SEN LLC

Posted on Apr 15

Counting Moras: Why Your 5-7-5 Haiku Validator is Probably Wrong

#python #japanese #cli #tutorial

Counting Moras: Why Your 5-7-5 Haiku Validator is Probably Wrong

A small Python CLI that validates Japanese haiku against the 5-7-5 mora pattern — and a crash course in the Japanese phonology that makes "just count the syllables" the wrong answer.

Every English explanation of haiku you have ever read begins with the same sentence: "A haiku has five syllables, then seven, then five." It is a satisfying piece of folk wisdom, it is the version they teach in elementary school, and it is wrong in a way that makes every beginner who tries to write Japanese verse write something that doesn't scan.

Japanese doesn't count syllables. It counts moras (拍, haku), a smaller unit, and once you internalize what a mora is and isn't, the whole structure of Japanese poetry clicks into place. The difference matters enough that I built a small CLI to enforce it.
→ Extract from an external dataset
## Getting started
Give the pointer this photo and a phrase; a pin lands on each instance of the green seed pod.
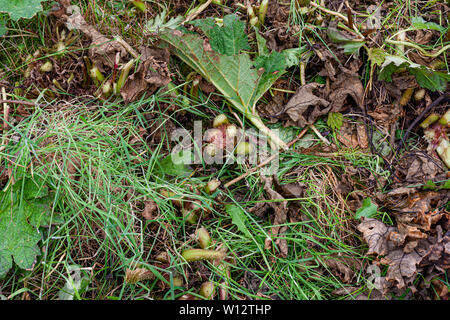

haiku-score is a zero-dependency Python tool that validates kana text against a mora pattern. The default pattern is 5-7-5, there is a --tanka shorthand for 5-7-5-7-7, and you can pass any comma-separated pattern with --pattern. It reads from a file, from stdin, or from an inline argument. The entire core — the mora counter — is about 50 lines of standard-library Python, and every one of those lines is making a specific decision about Japanese phonology.

This article is about what those decisions are, why the syllable-counting approach fails, and one interesting scope discipline choice: haiku-score refuses kanji input on purpose, and I think that was the right call.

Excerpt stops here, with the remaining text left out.